WASHINGTON — Adam Crain assumed that tapping into the computer networks used by power companies to keep electricity zipping through transmission lines would be nearly impossible in these days of heightened vigilance over cybersecurity.
To his surprise, it was startlingly easy.
When Crain, the owner of a small tech firm in Raleigh, N.C., shared the discovery with beleaguered utility security officials, the Homeland Security Department began sending alerts to power grid operators, advising them to upgrade their software.
The alerts haven’t stopped because Crain keeps finding new security holes he can exploit.
“There are a lot of people going through various stages of denial” about how easily terrorists — or anyone — could disrupt the power grid, he said. “If I could write a tool that does this, you can be sure a nation state or someone with more resources could.”
In Congress, the vulnerability of the power grid has emerged as among the most pressing domestic security concerns. It is also among the most vexing.
At times, lawmakers appear to be working at cross purposes. Some want to empower regulators to force specific security upgrades at utilities. Others are attacking whistleblowers and the media, demanding an investigation into disclosures of how easily the country’s power grid could be shut down.
The magnitude of the problem is underscored by insurance giant Lloyds of London, whose appraisers have been making visits lately to power companies seeking protection against the risk of cyberattack. Their take-away: Security at about half the companies they visit is too weak for Lloyds to offer a policy.
“When Lloyds won’t insure you, you know you’ve got a problem,” said Patrick Miller, founder of the Energy Sector Security Consortium, a Washington-based nonprofit that advocates for tougher cybersecurity measures for the electricity industry.
The challenges are compounded by lingering tensions between federal law enforcement and the industry. Each accuses the other of being territorial and evasive, neglecting to share confidential incident reports, intelligence analyses and other sensitive data.
Power companies, eager to keep regulators at bay, find themselves in a bind. They need to show quickly that they are equipped to protect the grid against outside attacks. They warn the grid is so massive, complicated and fragile that any tinkering needs to remain the responsibility of those who operate it day to day, not well-intentioned but inexperienced federal regulators.

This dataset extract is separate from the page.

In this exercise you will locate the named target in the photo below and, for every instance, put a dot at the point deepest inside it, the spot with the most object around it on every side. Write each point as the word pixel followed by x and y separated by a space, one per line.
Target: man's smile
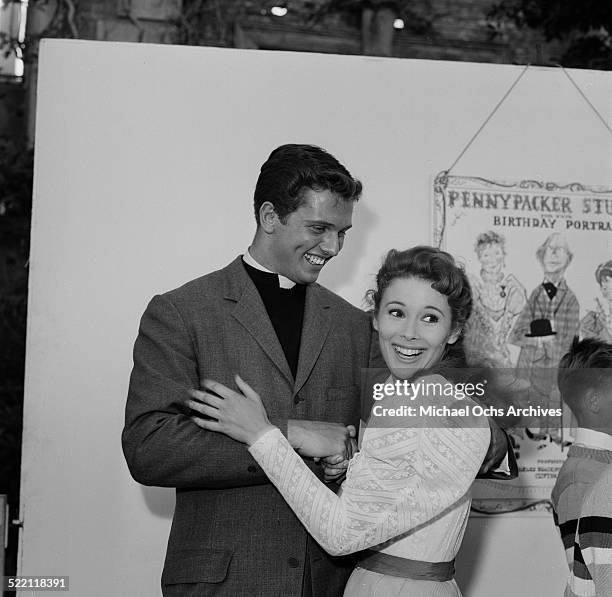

“The notion of … a single government agency giving an order to direct changes in the grid is extremely dangerous,” said Gerry Cauley, chief executive of the North American Electric Reliability Corp., the quasi-governmental organization through which utilities manage the power grid.
Even security experts who criticize Cauley’s organization for moving too slowly agree his argument has merit. The problem, said Scott White, a security technology scholar at Drexel University in Philadelphia, is that “you are basically dealing with these monopolies that are determining for themselves which expenditures are a priority. Security has not generally been one.”
Utilities deny they’ve ignored the problem, pointing to the billions of dollars they say they’ve spent to upgrade outdated computer systems and close security holes.
They are signing contracts with security firms like Booz Allen Hamilton to investigate such things as to how to keep potentially mischievous devices out of the equipment they buy, often from foreign suppliers. The security firms help clients sift through reams of confidential intelligence provided by federal agencies. They simulate cyberattacks.
“It is the equivalent of war gaming, like the military does,” said Steve Senterfit, vice president of commercial energy at Booz Allen Hamilton.
But critics, including many in Congress, say more needs to be done to shore up a grid increasingly exposed to attacks. They note that so-called smart grid technology, which allows operators to calibrate the flow of energy from an increasingly diverse pool of sources, has opened new security risks.
The technology relies on devices in remote locations that constantly send signals to substations to help control when juice needs to be brought on and offline. The smarter the grid becomes, though, the more entry points an attacker can exploit.
“The whole idea of a smart grid is to push equipment further and further away from the substations,” Crain said. “Some of it is even in people’s homes. It’s physically impossible to secure it all.”
The vulnerabilities Crain exposed, for example, had been overlooked because taking advantage of them requires an attacker to have access to closed, local networks. Now, a cyberterrorist with a little knowledge and the right laptop can gain that access and cause chaos in a regional power system merely by linking up with the control panel at a secluded electric vehicle charging station.
Other attacks can take shape without computers.
A year ago, unknown assailants opened fire on a power station near San Jose, nearly knocking out electricity to Silicon Valley.
Last month, New Jersey’s Regional Operations Intelligence Center, a state agency that monitors security threats, published a report revealing constant breaches at power stations. The incidents involved people armed with such mundane equipment as false identification, wire cutters and crowbars.
The report, first disclosed in the Washington Free Beacon, a conservative newspaper, declared the power grid “inherently vulnerable” to attack.
“Many of the grid’s important components sit out in the open,” the report said, “often in remote locations, protected by little more than cameras and chain-link fences.”